During Geary’s 16 seasons of patrolling the Red and Blue sideline, the Lady Kats won eight sectional championships and one regional title in 2002. They also won five North Central Conference crowns and a prestigious Hoosier Cup division championship last season. The eight sectional and five NCC championships are both conference records. His eight sectional trophies account for nearly 12-percent of all Wildkat girls sectional championships in all sports.
In addition, Geary has coached an Indiana All-State First Team performer (Hillary Beck) and three All-State Second Team players (Whitney Beck, Samantha Bledsoe and Betsy Bixler). In addition, Sarah Schwartz, Jessica Carney, Casey Connor, Anne Thatcher, Whitney Farris, Becca Wade, Bre Kinder, Kristen Clason and Mary Lang were All-State Honorable Mention performers and more than 50 student-athletes were named to the all-North Central Conference teams.
“I really wanted to see what I could do at Kokomo,” said Geary of his 16 years at his alma mater. He is currently the second longest tenured coach at KHS behind distance running coach Ricke Stucker. “But I thought I might want to try my hand at the next level, and I had some really good offers from some big schools in Indianapolis. But when the thought of leaving the program, I just couldn’t do it. My goal was to stay five years and move up – but I bleed red and blue; it runs through my veins.”
Geary said he thanks the Kokomo administration – from Callane to Mike Wade to current Athletic Director Jason Snyder – for the support and what they have done for the Lady Kat soccer program. He said there are not many high schools that have tournament ready facilities like Kokomo’s two lighted playing fields and two practice fields. He said the Wildkat soccer complex is an envy of the Hoosier state.
“We went from practicing in basically a corn field and playing at the old downtown Kautz football field – which wasn’t wide enough or long enough (for a regulation high school soccer field) – to Jim Callane’s initiative of building a soccer complex,” said Geary. “It is a premier high school complex in the state. And I constantly told that to the girls – we were spoiled.”

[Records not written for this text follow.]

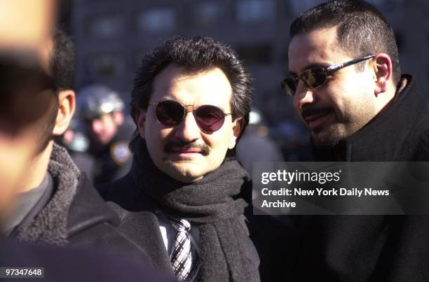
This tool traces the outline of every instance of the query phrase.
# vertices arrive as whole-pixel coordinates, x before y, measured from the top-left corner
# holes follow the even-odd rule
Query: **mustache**
[[[205,144],[196,144],[193,142],[186,142],[181,140],[173,140],[164,145],[164,151],[172,153],[177,149],[188,150],[197,149],[203,155],[210,153],[210,148]]]
[[[311,106],[307,106],[302,108],[302,110],[301,111],[301,115],[305,118],[311,115],[333,111],[334,110],[329,107],[315,108]]]

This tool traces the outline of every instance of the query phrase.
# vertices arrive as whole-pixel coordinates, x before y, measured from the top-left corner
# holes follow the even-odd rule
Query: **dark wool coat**
[[[339,146],[346,161],[429,161],[429,109],[410,76],[397,99]],[[315,150],[316,160],[334,160]],[[429,188],[429,187],[428,187]],[[302,216],[297,281],[429,281],[429,216]]]
[[[121,219],[120,230],[138,244],[151,258],[153,265],[163,273],[172,274],[171,264],[163,241],[159,223],[153,212],[155,203],[141,197],[141,187],[128,174],[109,184],[99,185],[98,190]],[[247,193],[245,193],[247,194]],[[271,216],[252,216],[251,207],[241,218],[260,258],[261,281],[291,280],[294,269],[297,232],[287,222]]]

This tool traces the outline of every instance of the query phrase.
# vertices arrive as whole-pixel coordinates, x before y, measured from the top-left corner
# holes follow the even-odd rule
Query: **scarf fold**
[[[259,281],[259,258],[240,222],[247,204],[237,195],[250,182],[238,162],[226,160],[200,181],[184,183],[156,168],[143,139],[135,145],[131,174],[144,197],[151,198],[167,214],[198,227],[198,280]]]

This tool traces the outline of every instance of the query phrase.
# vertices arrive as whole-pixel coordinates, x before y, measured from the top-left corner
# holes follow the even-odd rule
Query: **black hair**
[[[313,7],[292,22],[290,37],[334,27],[339,47],[355,59],[379,52],[388,55],[393,81],[399,83],[401,69],[393,29],[383,15],[365,1],[330,0]]]
[[[59,106],[57,94],[61,90],[72,89],[75,67],[74,44],[72,38],[59,27],[53,30],[52,36],[48,72],[53,80],[55,103],[41,131],[43,148],[50,139],[55,125]]]
[[[55,90],[72,89],[75,67],[74,44],[62,29],[56,28],[53,33],[49,72],[53,78]]]
[[[136,123],[137,110],[147,109],[155,77],[172,64],[189,72],[219,68],[226,76],[232,88],[233,120],[244,118],[244,130],[249,122],[252,105],[250,75],[230,46],[201,36],[175,36],[144,55],[137,69],[131,92],[131,116]]]

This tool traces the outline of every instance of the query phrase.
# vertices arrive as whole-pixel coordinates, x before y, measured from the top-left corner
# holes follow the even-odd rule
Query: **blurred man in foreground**
[[[79,91],[76,104],[74,136],[67,145],[75,164],[94,184],[123,176],[131,167],[128,143],[134,129],[124,117],[120,95],[105,85],[90,85]]]

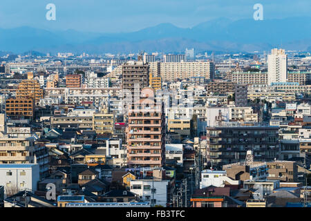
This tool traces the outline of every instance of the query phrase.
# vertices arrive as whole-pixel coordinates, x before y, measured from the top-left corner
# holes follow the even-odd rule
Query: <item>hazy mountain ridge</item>
[[[0,28],[0,50],[13,52],[170,52],[192,47],[197,51],[252,52],[276,46],[310,50],[311,17],[263,21],[220,18],[191,28],[161,23],[135,32],[106,34],[26,26]]]

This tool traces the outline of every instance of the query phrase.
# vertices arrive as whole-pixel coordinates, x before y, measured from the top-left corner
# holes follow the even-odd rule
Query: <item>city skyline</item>
[[[100,33],[133,32],[162,23],[171,23],[184,28],[202,22],[225,17],[234,21],[252,19],[253,6],[257,1],[169,1],[146,3],[140,0],[41,1],[39,3],[23,1],[5,1],[0,7],[0,27],[12,28],[31,26],[51,30],[74,29]],[[56,20],[48,21],[46,7],[53,3],[56,8]],[[285,19],[310,16],[308,0],[263,0],[263,19]],[[120,7],[122,5],[123,7]],[[165,7],[163,7],[165,6]]]

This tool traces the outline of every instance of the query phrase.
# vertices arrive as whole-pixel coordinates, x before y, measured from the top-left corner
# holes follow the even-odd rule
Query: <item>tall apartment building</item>
[[[163,62],[181,62],[186,61],[185,55],[164,55]]]
[[[267,73],[236,71],[231,74],[231,81],[238,84],[267,84]]]
[[[129,106],[139,99],[142,88],[149,86],[149,66],[142,61],[128,61],[122,65],[123,110],[127,113]]]
[[[213,93],[220,95],[225,95],[227,93],[234,93],[235,92],[236,85],[236,84],[230,81],[211,81],[207,85],[207,93]]]
[[[194,59],[194,48],[191,48],[191,49],[186,48],[185,54],[186,55],[186,57],[189,57],[190,59]]]
[[[258,114],[253,113],[252,107],[229,108],[230,122],[258,122]]]
[[[267,56],[267,84],[286,82],[288,79],[288,55],[284,49],[274,48]]]
[[[6,102],[6,113],[11,118],[33,119],[35,102],[32,99],[10,98]]]
[[[0,186],[6,196],[25,189],[35,191],[39,181],[39,166],[37,164],[0,164]]]
[[[156,90],[162,89],[162,79],[161,77],[153,77],[152,73],[149,75],[149,85],[151,88]]]
[[[163,105],[149,106],[144,98],[129,110],[127,164],[130,167],[162,166],[165,162],[165,115]],[[143,103],[144,102],[144,103]]]
[[[267,162],[269,176],[267,180],[281,182],[298,182],[297,164],[294,161],[280,161]]]
[[[53,74],[48,76],[46,80],[46,88],[57,88],[58,86],[58,81],[59,80],[59,77],[58,74]]]
[[[43,97],[44,90],[40,88],[39,83],[36,80],[23,80],[16,90],[17,99],[32,99],[35,104],[38,104]]]
[[[93,130],[97,134],[113,133],[115,115],[109,113],[107,110],[93,115]]]
[[[89,88],[106,88],[111,85],[109,77],[88,77],[86,78],[85,83]]]
[[[212,165],[244,161],[249,150],[256,161],[278,157],[279,126],[232,123],[207,128],[207,158]]]
[[[156,61],[156,56],[144,55],[144,63],[150,63]]]
[[[81,88],[82,79],[80,75],[66,75],[66,88]]]
[[[34,138],[0,137],[0,164],[35,163]]]
[[[157,70],[151,69],[156,73]],[[193,77],[203,77],[213,79],[215,73],[214,63],[200,62],[164,62],[160,63],[160,74],[163,81],[173,81],[177,79],[190,79]]]
[[[135,84],[140,90],[149,85],[149,66],[142,61],[129,61],[122,65],[122,89],[133,94]]]
[[[299,85],[308,85],[311,83],[311,73],[289,72],[288,82],[296,82]]]
[[[161,62],[150,62],[148,64],[149,65],[149,72],[152,76],[161,77]]]
[[[236,107],[247,106],[247,85],[237,84],[234,91]]]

The soccer buff said he enjoyed his 16 years of coaching the Lady Kats, and was thrilled to be on the early side of the program’s growth into a perennial conference and sectional contender.
“I got to see a lot of growth in the program and I was proud to have been a small part of it,” he said. “We had a soft schedule when we started, and so we weren’t prepared when we got to sectionals. So we took off some guaranteed victories and put in some almost guaranteed losses against state powers. One year, we had seven top 25 teams on our schedule, but we sure were ready when conference and sectionals came up. We became competitors.”
Snyder said replacing Geary will be difficult, not only because of his longevity in the program, but his knowledge of the game itself.
“You know, one thing we will miss is his working with the younger kids and being able to get them involved,” said Snyder, noting that the middle schools now have a soccer team due in part to Geary’s insistence. “The girls soccer team always got off the fall sports season to a good start. They were always competitive under Myles. For years, he has put a ton of time in and sacrificed a lot for these student-athletes. He demands a lot but truly cares for them – you can tell because they keep coming back and wanting to be involved in the program.”
To say Geary will be missed at Kokomo High School is a vast understatement. Sure, he can be replaced, but losing a coach with his winning credentials will be hard shoes to fill. Myles Geary may have arrived as an unheralded coach, but he leaves as the best soccer coach the school has ever seen.